- Opening titles
- Directed by: W. Lee Wilder
- Written by: Waldon Weeland
- Produced by: Lorin Bennett Salob W. Lee Wilder
- Starring: Keith Larsen Ingrid Pitt Lucien Pan
- Cinematography: Herbert V. Theis
- Edited by: Tony Lawson
- Music by: Albert Elms
- Production company: Merit Productions
- Distributed by: Paramount Pictures
- Release date: 1968;
- Running time: 85 minutes
- Country: United States
- Language: English

= The Omegans =

1968 American film by W. Lee Wilder

The Omegans is a 1968 American low-budget science fiction thriller film directed by W. Lee Wilder and starring Keith Larsen, Ingrid Pitt and Lucien Pan. It was written by Waldon Weeland. The film was an early lead role for Ingrid Pitt.

==Cast==
- Keith Larsen as Chuck
- Ingrid Pitt as Linda
- Lucien Pan as Valdemar
- Bruno Punzalan as Oki
- Joaquin Fajardo as Tumba
- John Yench as McAvoy
- Jeorge Santos as Clerk
- Joseph de Cordova as Dr. Salani
- Lina Inigo as singer

==Plot==
In the jungle, artist Valdemar paints his wife Linda while their guide Chuck secretly plans to steal her away. When an expedition led by Dr. Salani and Bill McAvoy sets out to explore a mysterious, radioactive waterfall, Chuck dismisses the locals’ warnings about its cursed waters. Native guide Tumba dies after an eerie glowing shape drags him under.

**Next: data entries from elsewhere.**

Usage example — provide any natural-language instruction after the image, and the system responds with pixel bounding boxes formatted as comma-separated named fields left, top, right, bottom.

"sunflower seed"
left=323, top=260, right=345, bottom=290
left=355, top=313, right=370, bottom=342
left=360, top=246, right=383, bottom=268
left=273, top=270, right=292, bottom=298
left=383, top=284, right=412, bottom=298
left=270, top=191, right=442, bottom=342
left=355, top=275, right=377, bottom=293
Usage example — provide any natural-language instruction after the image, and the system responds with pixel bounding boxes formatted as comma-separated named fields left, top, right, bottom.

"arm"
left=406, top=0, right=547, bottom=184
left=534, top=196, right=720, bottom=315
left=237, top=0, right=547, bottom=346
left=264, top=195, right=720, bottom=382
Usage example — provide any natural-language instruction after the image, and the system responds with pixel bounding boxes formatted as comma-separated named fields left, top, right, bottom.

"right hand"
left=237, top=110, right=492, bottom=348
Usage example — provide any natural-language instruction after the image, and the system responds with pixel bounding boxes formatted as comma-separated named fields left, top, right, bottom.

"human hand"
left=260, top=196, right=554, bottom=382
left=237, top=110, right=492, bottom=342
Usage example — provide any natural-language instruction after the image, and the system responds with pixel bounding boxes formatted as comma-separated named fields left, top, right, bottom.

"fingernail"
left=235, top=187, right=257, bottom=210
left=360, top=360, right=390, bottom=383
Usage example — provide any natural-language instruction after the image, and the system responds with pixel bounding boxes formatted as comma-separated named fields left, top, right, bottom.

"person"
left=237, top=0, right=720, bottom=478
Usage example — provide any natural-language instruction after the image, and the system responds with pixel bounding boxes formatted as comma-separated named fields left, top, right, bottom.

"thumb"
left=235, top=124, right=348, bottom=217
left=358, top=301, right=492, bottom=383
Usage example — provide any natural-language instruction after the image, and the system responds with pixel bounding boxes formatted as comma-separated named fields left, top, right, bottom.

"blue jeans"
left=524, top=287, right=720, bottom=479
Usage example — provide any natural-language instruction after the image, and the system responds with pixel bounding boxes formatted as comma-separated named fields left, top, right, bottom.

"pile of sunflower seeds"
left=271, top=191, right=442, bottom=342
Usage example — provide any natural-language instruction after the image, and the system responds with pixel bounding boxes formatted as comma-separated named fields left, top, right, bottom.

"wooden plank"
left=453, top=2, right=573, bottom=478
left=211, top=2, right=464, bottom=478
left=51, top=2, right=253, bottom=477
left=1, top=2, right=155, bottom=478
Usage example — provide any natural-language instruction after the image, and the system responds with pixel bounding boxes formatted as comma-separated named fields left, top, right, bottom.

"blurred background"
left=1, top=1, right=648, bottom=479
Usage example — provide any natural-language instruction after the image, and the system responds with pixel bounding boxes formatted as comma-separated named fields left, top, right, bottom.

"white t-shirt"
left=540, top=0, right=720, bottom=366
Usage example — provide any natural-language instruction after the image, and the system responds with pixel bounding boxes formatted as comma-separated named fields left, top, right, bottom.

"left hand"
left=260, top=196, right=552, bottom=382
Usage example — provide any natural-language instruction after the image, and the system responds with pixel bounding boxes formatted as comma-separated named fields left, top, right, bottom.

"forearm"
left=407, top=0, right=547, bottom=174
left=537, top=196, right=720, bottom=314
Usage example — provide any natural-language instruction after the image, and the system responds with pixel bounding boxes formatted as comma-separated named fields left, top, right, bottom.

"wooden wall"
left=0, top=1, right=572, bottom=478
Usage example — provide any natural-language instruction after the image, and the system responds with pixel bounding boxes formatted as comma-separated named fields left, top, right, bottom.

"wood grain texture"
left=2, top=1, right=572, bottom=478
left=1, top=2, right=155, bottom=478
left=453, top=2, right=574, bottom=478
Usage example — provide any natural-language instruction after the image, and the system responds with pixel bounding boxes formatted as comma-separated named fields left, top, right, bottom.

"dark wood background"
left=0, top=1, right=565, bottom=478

Back home, Salani's experiments reveal that the water has strange properties—potentially a “Fountain of Youth.” Meanwhile, Valdemar discovers Linda and Chuck's plot to kill him. Instead of confronting them, he lures them back to the waterfall, where they bask in its rejuvenating effects. However, they soon experience insatiable thirst and rapid physical deterioration. Linda, pale and desperate, returns to the water while Valdemar watches, satisfied. Chuck, delirious and visibly aged, rushes back to the lab, only to find Salani gone. Returning to the jungle, he sees his own face now unrecognizable.

Linda, stumbling and sickly, finally sees her reflection in Valdemar's painting – a horrifying monster. In a panic, Chuck attempts to kill Valdemar, but Oki fatally shoots him. As he falls, Chuck fires again, accidentally killing Linda. Their bodies self-cremate, proving that cheaters never prosper.

==Production==
The film was shot on location in the Philippines.

==Reception==
It his obituary of Ingrid Pitt in The Guardian, Ronald Bergan described The Omegans as a "wretched low-budget sci-fi film."